The factors that influence virus emergence/spillover/adaptation to new hosts (humans, horses, pigs etc.) are of paramount concern. Nature is the best bioterrorist so we need to stay one step ahead of her. The questions that need addressed are: What microbes do bats harbour? Why do they harbour such apparently deadly viruses? What causes these viruses to spill over into new host populations? What factors influence whether they will establish themselves in the new host? What can we do about it? These all require co-ordinated ecological, epidemiological and molecular projects.
This paper (see below) out earlier this year tries to answer some of the above questions by focusing on one particular group of viruses, the paramyxoviruses (negative sense RNA viruses). This group of viruses includes the human mumps, measles and respiratory synyctial virus (RSV) as well as the emerging Hendra and Nipah viruses. They undertook a large survey of rodent/bat samples from around the world and looked specifically for paramyxovirus-like sequences. Firsty, bats seem to host much for diverse viruses. They found some interesting viral sequences (also isolated virus) including what appear to be viruses that are very(!) closely related to human viruses like mumps. They also did some phylogenetic analysis to test the liklihood of bats being the major host species for this group of viruses.
- Why look for viruses? What about bacteria or parasites?
- Why bats? What other kinds of species would you look at? Or are bats special?
- Are their sample sizes enough to capture true diversity of bats/rodents?
- Why did they specifically look for paramyxoviruses? Why not utilize deep sequencing approaches? (They did but there were issues with it) – compare with this paper http://www.ncbi.nlm.nih.gov/pubmed/22855479
- What does having a viral sequence tell us? Of most of these viruses they never actually found the virus, only sequences. What problems are associated with this?
- Does their data really back up the title of the paper? To show that a species is the reservoir host, what kind of evidence do you need?
- What’s the deal their phylogenetic methods?
- What would you do next with this data? Should we kill all the bats?
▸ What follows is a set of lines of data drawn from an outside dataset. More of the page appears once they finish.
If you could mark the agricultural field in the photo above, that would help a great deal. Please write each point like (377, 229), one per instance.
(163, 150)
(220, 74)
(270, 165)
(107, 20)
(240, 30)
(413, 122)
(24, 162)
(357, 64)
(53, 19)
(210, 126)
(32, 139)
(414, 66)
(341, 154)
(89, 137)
The large virus family Paramyxoviridae includes some of the most significant human and livestock viruses, such as measles-, distemper-, mumps-, parainfluenza-, Newcastle disease-, respiratory syncytial virus and metapneumoviruses. Here we identify an estimated 66 new paramyxoviruses in a worldwide sample of 119 bat and rodent species (9,278 individuals). Major discoveries include evidence of an origin of Hendra- and Nipah virus in Africa, identification of a bat virus conspecific with the human mumps virus, detection of close relatives of respiratory syncytial virus, mouse pneumonia- and canine distemper virus in bats, as well as direct evidence of Sendai virus in rodents. Phylogenetic reconstruction of host associations suggests a predominance of host switches from bats to other mammals and birds. Hypothesis tests in a maximum likelihood framework permit the phylogenetic placement of bats as tentative hosts at ancestral nodes to both the majorParamyxoviridae subfamilies (Paramyxovirinae and Pneumovirinae). Future attempts to predict the emergence of novel paramyxoviruses in humans and livestock will have to rely fundamentally on these data.